国道176号線は丹後の宮津を起点に、丹波地方を経て大阪梅田に至る国道で、イナロクと呼ばれて沿線住民に親しまれています。
さて、国道176号線の中で、丹波篠山市と丹波市柏原町の間は、鐘ヶ崎トンネルでつながれています。
現在の鐘ヶ坂トンネルの上には、昭和に造られた旧鐘ヶ坂トンネルと明治に造られた鐘ヶ坂隧道が存在するということで、今回訪問してみました。
現在のトンネルが開通するまでは、いかにも峠といった感じの道を往来しなければいけませんでした。
今は使用されていない旧国道176号線の峠を上っていきましょう。峠の上からは丹波の山々と、その合間を駆け抜けていく車を見ることができます。
旧鐘ヶ坂トンネルに到着です。トンネルはフェンスで封鎖されており、篠山側に行くことはできなくなっています。
旧トンネル横には、明治のトンネルと書かれた看板があり、こちら方向に鐘ヶ坂隧道があるのでしょう。
山道を歩いていきましょう。
途中には、こんなものも。昔の展望台で、柏原方面を見渡せるようになっていたようです。
また「明治のトンネル」という看板があり、残りは100mです。
山道を抜け、少し広い場所に出ると、奥の方にトンネルらしき暗闇が見えてきました。
これが鐘ヶ坂隧道です。看板には、鐘ヶ坂隧道の成り立ちや総工費などの情報が掲載されていました。
これが日本最古の煉瓦トンネル、鐘ヶ坂隧道です。明治16年に造られた268mのトンネルでは、かつて多くの人や物資が行き来したのでしょう。
トンネルの上には何と書かれているのでしょうか。中へ入ってみましょう。トンネルの真ん中付近には、木の杭が打ち付けられており、さらに鉄のフェンスもあり行き来することはできなくなっています。

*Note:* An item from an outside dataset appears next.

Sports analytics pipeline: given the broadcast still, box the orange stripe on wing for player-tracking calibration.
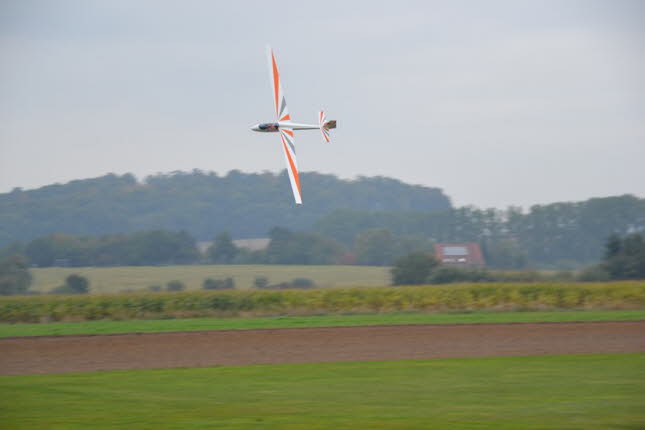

しかし、明治時代に造られたトンネルですが、煉瓦造りはしっかりしています。崩落しないかと少し不安になりますが、中へ入れるということはその心配はないのでしょう。
ただ、所どころ煉瓦が崩れている様子を見ると、完成から多くの年月が経過したことを感じさせてくれます。
トンネル内から外を見渡すとこんな感じです。
染み出した水、さらにその水によって発生した苔が、よいアクセントとなっており、芸術性が感じられます。
トンネル横にはお地蔵さんやお墓、石碑などがあり、それこそ異世界への入り口といった雰囲気を醸し出しています。
また、夏場に行くと草が生い茂り、違った景色が見られるでしょう。
今回は丹波市(旧氷上郡)側からでしたが、いつか丹波篠山市(旧多紀郡)側からも訪問してみたいものです。
みなさんも、丹波地方へのドライブついでに寄ってみてはいかがでしょうか。